Yes, the quadriceps tendon does grow back after being harvested for ACL reconstruction. Imaging studies show the donor site heals by about 93% within six months, and some patients achieve full defect closure in that same timeframe. The tissue that fills in is not identical to the original tendon, but it restores structural continuity and, for most people, functional strength.
What Gets Removed During Surgery
During ACL reconstruction using a quad tendon autograft, the surgeon removes a strip of tendon from just above the kneecap. The graft is typically about 10 mm wide and 7 mm thick, taken from a tendon that averages roughly 43 mm wide at its attachment point. So the harvest removes a relatively small portion of the overall tendon, leaving the majority of the structure intact. This partial-thickness approach is one reason the donor site heals as well as it does.
How the Donor Site Heals
After the strip is removed, the body fills the gap with new tissue over the following months. Ultrasound imaging at around six and a half months post-surgery shows the defect heals by an average of 93%, with some patients showing complete closure of the harvest site. The remaining gap at that point is small: roughly 20 mm long, 5.6 mm wide, and 1.6 mm thick on average.
For comparison, when the patellar tendon is used instead (the bone-patellar tendon-bone graft), about 70% of patients show full donor site recovery at six months and 100% by twelve months. The quad tendon appears to heal at a similar or slightly faster rate.
It’s worth noting that the tissue filling the gap is primarily fibrovascular scar tissue rather than a perfect replica of the original tendon. It’s functional and restores the structural profile of the tendon, but under a microscope it looks different from native tissue. For practical purposes, this distinction rarely matters. The tendon works.
How Strength Recovers
The bigger issue for most people isn’t whether the tendon fills in (it will) but how long it takes to rebuild quadriceps strength. At six months after ACL reconstruction, the operated leg typically shows a 23% strength deficit compared to the other leg, with a wide range from 3% to 40%. By twelve months, that gap narrows to about 14% on average, though some people still show deficits ranging from 3% to 28%.

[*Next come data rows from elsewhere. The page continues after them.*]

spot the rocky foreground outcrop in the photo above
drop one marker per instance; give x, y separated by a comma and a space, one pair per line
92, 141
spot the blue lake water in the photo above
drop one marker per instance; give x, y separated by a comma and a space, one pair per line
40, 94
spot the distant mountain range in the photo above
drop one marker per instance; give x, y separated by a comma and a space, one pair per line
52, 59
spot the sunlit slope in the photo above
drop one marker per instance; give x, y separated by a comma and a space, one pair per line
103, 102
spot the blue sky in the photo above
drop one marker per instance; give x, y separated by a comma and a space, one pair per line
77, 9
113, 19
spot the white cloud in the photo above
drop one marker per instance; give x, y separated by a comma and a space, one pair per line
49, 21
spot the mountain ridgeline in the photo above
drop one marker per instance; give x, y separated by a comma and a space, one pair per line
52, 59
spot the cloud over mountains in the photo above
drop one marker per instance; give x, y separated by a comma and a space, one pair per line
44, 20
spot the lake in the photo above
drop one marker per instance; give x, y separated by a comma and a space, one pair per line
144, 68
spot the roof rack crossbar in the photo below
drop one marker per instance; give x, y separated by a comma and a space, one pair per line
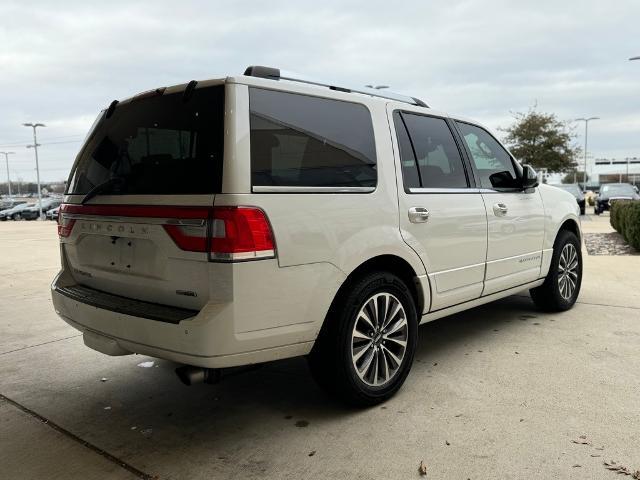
277, 74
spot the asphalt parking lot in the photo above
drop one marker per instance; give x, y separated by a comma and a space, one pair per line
501, 391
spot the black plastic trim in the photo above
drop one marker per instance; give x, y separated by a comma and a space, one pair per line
125, 305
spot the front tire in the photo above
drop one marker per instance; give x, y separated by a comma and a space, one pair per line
366, 347
561, 288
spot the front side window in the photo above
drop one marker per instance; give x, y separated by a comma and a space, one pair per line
304, 141
429, 155
492, 162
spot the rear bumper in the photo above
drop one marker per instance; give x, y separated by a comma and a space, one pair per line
220, 334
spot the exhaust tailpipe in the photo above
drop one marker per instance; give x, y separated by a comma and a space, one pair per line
190, 375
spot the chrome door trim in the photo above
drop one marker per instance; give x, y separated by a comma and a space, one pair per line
446, 190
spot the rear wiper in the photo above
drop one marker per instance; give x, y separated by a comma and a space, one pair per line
100, 188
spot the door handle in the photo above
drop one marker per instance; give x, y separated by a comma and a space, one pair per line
500, 209
418, 214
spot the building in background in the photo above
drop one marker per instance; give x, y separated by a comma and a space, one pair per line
616, 170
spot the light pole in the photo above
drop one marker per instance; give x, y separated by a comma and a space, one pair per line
35, 148
6, 158
586, 132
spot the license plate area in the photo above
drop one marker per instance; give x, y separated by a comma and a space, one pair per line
118, 247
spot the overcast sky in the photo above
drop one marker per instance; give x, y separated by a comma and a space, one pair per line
61, 62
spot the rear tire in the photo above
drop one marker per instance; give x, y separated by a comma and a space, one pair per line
366, 347
561, 287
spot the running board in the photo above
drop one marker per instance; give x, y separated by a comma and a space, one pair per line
429, 317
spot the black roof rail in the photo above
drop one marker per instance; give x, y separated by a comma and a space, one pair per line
272, 73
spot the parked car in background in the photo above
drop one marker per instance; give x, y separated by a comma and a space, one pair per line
575, 190
7, 204
34, 211
610, 192
253, 218
14, 213
52, 214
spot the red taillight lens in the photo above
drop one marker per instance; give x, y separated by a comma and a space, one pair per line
65, 224
236, 233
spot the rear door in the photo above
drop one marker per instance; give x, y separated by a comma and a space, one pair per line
147, 174
515, 217
442, 215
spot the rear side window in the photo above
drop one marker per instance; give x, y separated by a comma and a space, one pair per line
155, 144
303, 141
430, 156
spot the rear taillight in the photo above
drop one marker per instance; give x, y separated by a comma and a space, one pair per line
230, 233
65, 224
225, 233
240, 233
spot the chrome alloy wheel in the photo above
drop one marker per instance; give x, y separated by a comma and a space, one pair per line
568, 271
379, 339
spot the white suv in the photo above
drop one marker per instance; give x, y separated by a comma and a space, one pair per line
245, 219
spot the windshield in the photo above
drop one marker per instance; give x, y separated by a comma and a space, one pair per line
156, 144
614, 190
571, 188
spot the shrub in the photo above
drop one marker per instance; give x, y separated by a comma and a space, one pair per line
625, 219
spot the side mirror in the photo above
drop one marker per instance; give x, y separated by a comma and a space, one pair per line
529, 177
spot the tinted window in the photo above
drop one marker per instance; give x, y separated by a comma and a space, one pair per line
436, 154
156, 144
303, 141
410, 175
493, 163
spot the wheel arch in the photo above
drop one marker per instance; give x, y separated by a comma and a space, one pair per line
392, 264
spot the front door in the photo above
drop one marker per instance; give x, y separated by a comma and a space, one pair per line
441, 216
515, 217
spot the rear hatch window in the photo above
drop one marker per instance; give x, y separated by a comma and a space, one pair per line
155, 144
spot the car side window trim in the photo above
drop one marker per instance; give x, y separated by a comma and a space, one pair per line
469, 175
472, 163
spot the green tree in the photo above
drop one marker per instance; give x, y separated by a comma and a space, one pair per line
542, 141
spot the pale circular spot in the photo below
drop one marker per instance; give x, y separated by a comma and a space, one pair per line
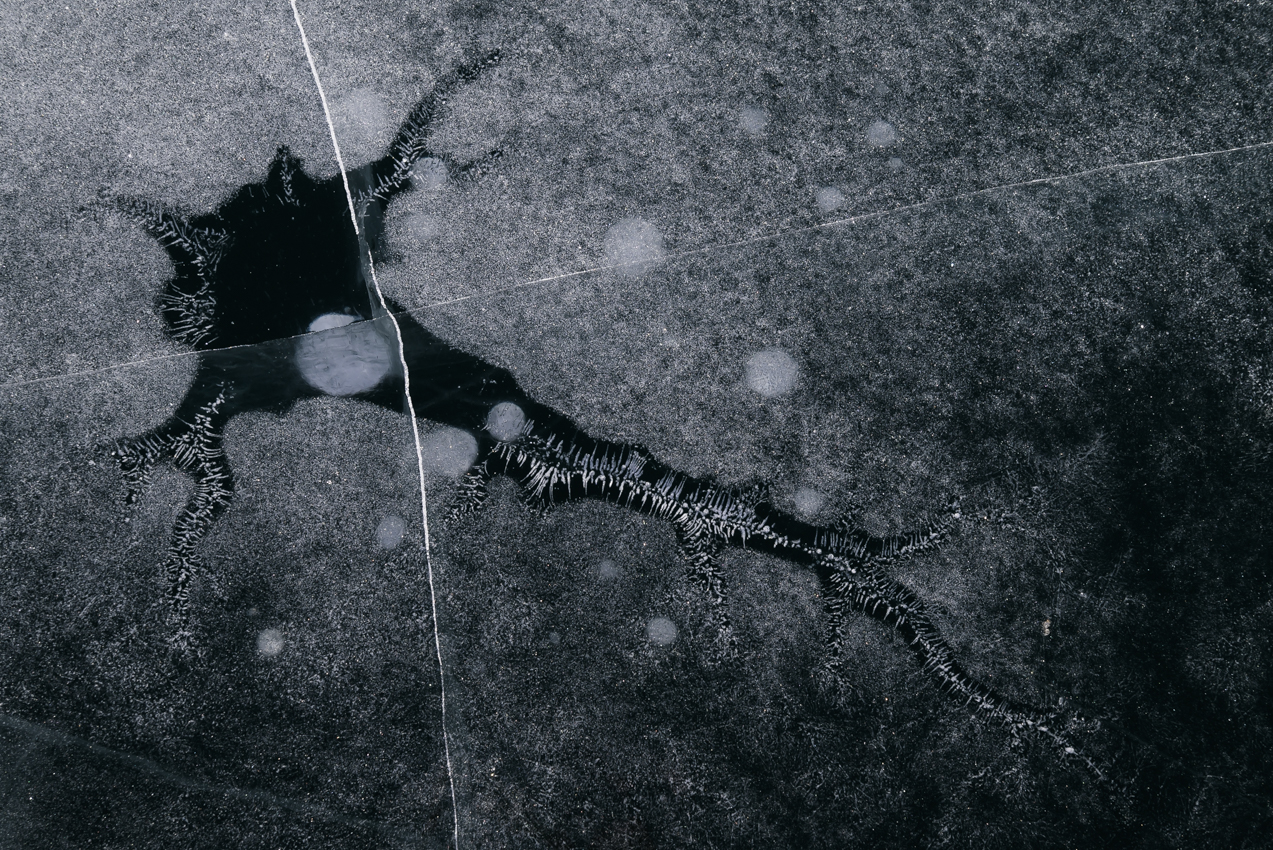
808, 501
429, 173
421, 227
362, 120
829, 199
269, 643
661, 631
390, 532
633, 246
752, 120
772, 372
506, 421
343, 356
448, 452
881, 134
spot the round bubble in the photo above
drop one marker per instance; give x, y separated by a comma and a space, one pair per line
661, 631
448, 452
362, 118
421, 227
429, 173
772, 372
506, 421
808, 501
829, 199
881, 134
390, 532
633, 246
269, 643
752, 120
343, 356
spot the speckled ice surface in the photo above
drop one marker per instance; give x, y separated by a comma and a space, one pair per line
882, 256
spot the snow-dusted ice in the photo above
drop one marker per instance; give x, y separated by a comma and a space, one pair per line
829, 199
752, 120
661, 631
772, 372
269, 643
633, 244
388, 532
881, 134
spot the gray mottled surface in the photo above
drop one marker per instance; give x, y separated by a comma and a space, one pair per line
1085, 360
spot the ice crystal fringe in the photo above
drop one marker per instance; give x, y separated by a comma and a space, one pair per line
550, 458
851, 563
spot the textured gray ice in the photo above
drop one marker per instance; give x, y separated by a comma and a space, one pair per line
881, 134
633, 244
661, 631
829, 199
390, 532
429, 173
269, 643
808, 501
772, 372
752, 120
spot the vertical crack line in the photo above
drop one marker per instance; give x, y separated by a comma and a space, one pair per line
410, 405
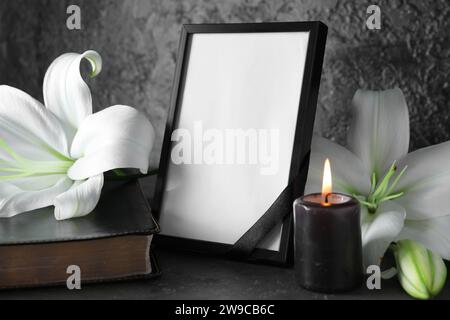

These strength numbers reflect ACL reconstruction in general, not just quad tendon grafts specifically. The deficit comes from a combination of factors: the surgical trauma, weeks of limited activity, muscle inhibition from swelling, and the time it takes to progressively reload the quadriceps. Targeted rehab is the main driver of recovery, not just waiting for the tendon to heal on its own.
What Rehab Looks Like
Rehabilitation after a quad tendon ACL reconstruction follows a careful progression designed to protect both the new ACL graft and the healing donor site. In the first four weeks, the focus is on basic quadriceps activation: isometric contractions (tightening the muscle without moving the joint) and straight-leg raises. The goal is to “wake up” the quad and restore its connection to the nervous system, since the muscle often shuts down after knee surgery.
From weeks four through eight, you begin light knee extensions through a limited range of motion, starting unresisted and adding light resistance around week six. The restriction is specific: no loaded open-chain knee extension beyond 45 degrees for the first eight weeks. This protects the healing donor site while gradually introducing stress to encourage tissue remodeling.
After that, the program progressively adds squats, lunges, and eventually sport-specific movements. Most protocols aim for a return to full activity between 9 and 12 months, depending on strength testing and functional benchmarks.
Less Donor Site Pain Than Other Grafts
One of the reasons quad tendon autografts have gained popularity is that they cause less long-term discomfort at the harvest site than the traditional patellar tendon graft. In a 10-year follow-up study, 64% of patellar tendon patients still reported pain with kneeling (23% describing it as severe), compared to 33% of quad tendon patients, all of whom rated their pain as mild. Pain during squatting followed the same pattern: 55% in the patellar tendon group versus 29% in the quad tendon group at the decade mark.
Compared to hamstring tendon grafts, the quad tendon also performs well. Only about 5% of quad tendon patients reported tenderness, numbness, or irritation at the donor site, versus 15% in the hamstring group. A larger systematic review put anterior knee pain after quad tendon harvest at about 10% and kneeling pain at roughly the same rate.
Functional outcomes between graft types are comparable. Studies show no significant differences in knee stability or function at one year or ten years, regardless of which tendon was used. The main advantage of the quad tendon graft is the lower rate of lingering donor site symptoms, which matters for anyone who kneels, squats, or loads their knee heavily in daily life or sport.